Flüchtende aus der Ukraine: Willkommen in der Slowakei

Tausende fliehen vor dem Krieg in der Ukraine ins benachbarte Ausland. An der slowakischen Grenze herrscht große Hilfsbereitschaft. Ein Besuch.

Ukrainische Flüchtlinge an der slowakischen Grenze.

Manche tragen Haustiere mit sich: ukrainische Flüchtlinge an der slowakischen Grenze am Samstag Foto: Pryeek Vladimir/dpa

VYšNÉ NEMECKÉ taz | Die Kämpfe sind weit weg, den vor ihnen Flüchtenden aber steht das Entsetzen noch ins Gesicht geschrieben: Tausende Menschen kommen am Sonntag durch den großen grauen Eisenbogen, der die slowakische Stadt Vyšné Nemecké von Uschhorod im äußersten Westen der Ukraine trennt. Die meisten haben nicht mehr als einen Rollkoffer und eine Tasche dabei, manche tragen Haustiere mit sich, viele Mütter mit Kindern, Babys sind unter ihnen – aber keine Männer. Die lässt der ukrainische Grenzschutz nicht aus dem Land.

An den drei Grenzübergängen zur Ukraine zählt die slowakische Polizei in den 24 Stunden seit Samstag um 6 Uhr rund 12.400 Ankommende.
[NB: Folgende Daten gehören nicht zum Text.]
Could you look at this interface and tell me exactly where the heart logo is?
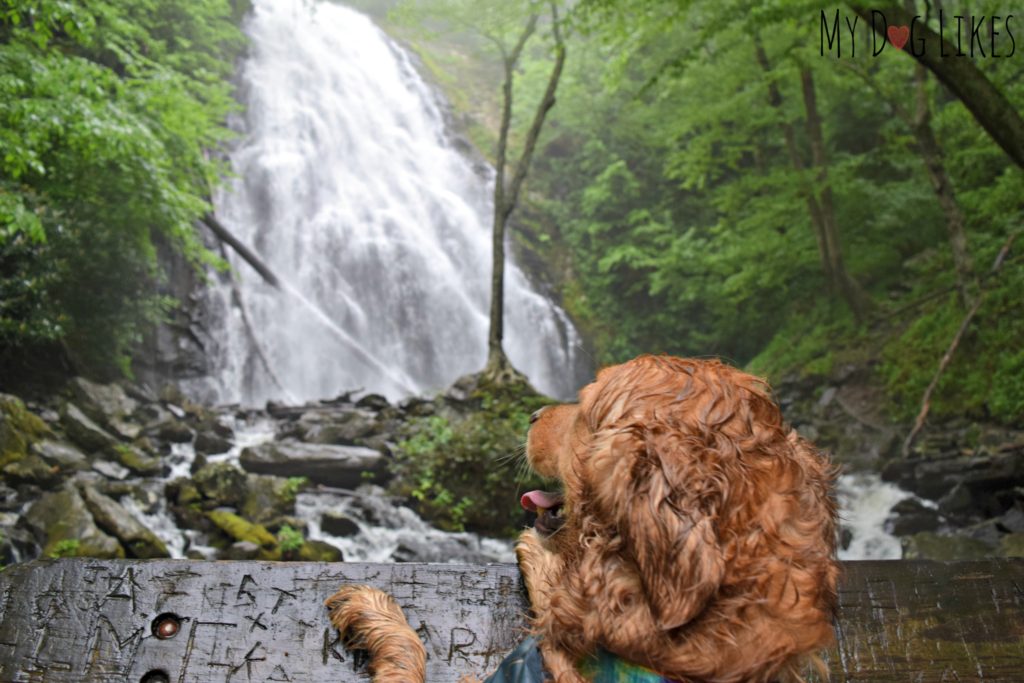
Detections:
[886,26,910,50]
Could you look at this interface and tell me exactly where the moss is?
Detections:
[0,394,51,467]
[391,384,551,537]
[114,443,163,476]
[207,510,281,560]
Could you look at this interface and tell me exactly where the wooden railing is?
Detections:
[0,559,1024,683]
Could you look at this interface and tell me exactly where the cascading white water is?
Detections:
[188,0,580,403]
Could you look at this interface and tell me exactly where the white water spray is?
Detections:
[192,0,580,404]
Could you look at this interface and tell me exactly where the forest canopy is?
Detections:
[0,0,1024,423]
[0,0,246,377]
[428,0,1024,423]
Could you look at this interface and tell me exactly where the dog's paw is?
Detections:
[325,586,427,683]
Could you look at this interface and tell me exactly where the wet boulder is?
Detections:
[193,463,248,508]
[81,485,170,559]
[0,393,50,467]
[105,443,164,476]
[32,438,89,471]
[68,377,141,439]
[3,454,61,488]
[60,402,118,453]
[23,485,125,559]
[321,510,359,539]
[239,439,386,488]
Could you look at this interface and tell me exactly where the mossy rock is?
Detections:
[106,443,164,476]
[193,463,249,507]
[239,474,302,524]
[902,531,997,562]
[207,510,281,560]
[0,393,52,467]
[25,485,125,559]
[999,533,1024,557]
[3,454,60,488]
[295,541,345,562]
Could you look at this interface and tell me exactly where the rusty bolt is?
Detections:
[139,669,171,683]
[153,612,181,640]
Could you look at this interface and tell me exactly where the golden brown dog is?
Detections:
[328,356,839,683]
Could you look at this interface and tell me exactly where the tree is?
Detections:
[0,0,244,376]
[398,0,566,384]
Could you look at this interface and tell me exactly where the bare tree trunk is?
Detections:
[844,46,979,309]
[754,39,835,288]
[800,67,870,322]
[910,63,978,308]
[484,2,565,382]
[852,3,1024,168]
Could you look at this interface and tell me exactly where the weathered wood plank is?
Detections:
[0,559,1024,683]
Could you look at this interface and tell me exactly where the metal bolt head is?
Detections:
[153,613,181,640]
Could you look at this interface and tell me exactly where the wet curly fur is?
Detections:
[329,355,839,683]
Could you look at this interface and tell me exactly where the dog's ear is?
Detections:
[588,425,725,630]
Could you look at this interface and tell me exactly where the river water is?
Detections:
[161,0,908,561]
[184,0,589,404]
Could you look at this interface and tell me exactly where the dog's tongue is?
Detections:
[519,490,562,512]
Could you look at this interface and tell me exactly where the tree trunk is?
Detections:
[754,39,835,288]
[853,5,1024,168]
[800,67,869,322]
[484,3,565,383]
[910,63,978,308]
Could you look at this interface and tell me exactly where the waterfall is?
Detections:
[192,0,585,404]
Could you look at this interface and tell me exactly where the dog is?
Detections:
[327,355,840,683]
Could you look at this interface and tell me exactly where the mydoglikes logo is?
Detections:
[821,9,1018,58]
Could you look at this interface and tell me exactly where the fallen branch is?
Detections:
[902,232,1020,458]
[201,213,281,289]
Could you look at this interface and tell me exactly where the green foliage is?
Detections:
[278,524,306,558]
[48,539,81,559]
[442,0,1024,424]
[0,0,243,375]
[282,477,309,501]
[392,390,548,537]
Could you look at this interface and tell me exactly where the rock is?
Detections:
[217,541,261,560]
[296,541,345,562]
[68,377,141,439]
[939,482,975,518]
[355,393,391,411]
[60,402,118,453]
[901,531,995,562]
[886,498,942,536]
[999,533,1024,557]
[292,411,380,445]
[81,485,171,559]
[24,486,125,559]
[239,474,303,526]
[0,512,39,566]
[92,460,131,480]
[239,439,386,488]
[106,443,164,476]
[156,420,194,443]
[207,510,281,560]
[399,396,437,418]
[321,511,359,538]
[193,463,247,508]
[3,454,60,488]
[0,480,22,511]
[194,431,231,456]
[391,536,488,564]
[32,438,89,470]
[818,387,839,410]
[999,504,1024,533]
[0,393,51,467]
Pässe werden nicht verlangt, jeder darf einreisen. Rund die Hälfte der Ankommenden kommt über Vyšné Nemecké. Auf ukrainischer Seite warten hier am Sonntagmittag etwa 900 Fahrzeuge, neun Busse und rund 1.000 Fußgänger:innen. Die Wartezeit beträgt bis zu zehn Stunden, so die Polizei.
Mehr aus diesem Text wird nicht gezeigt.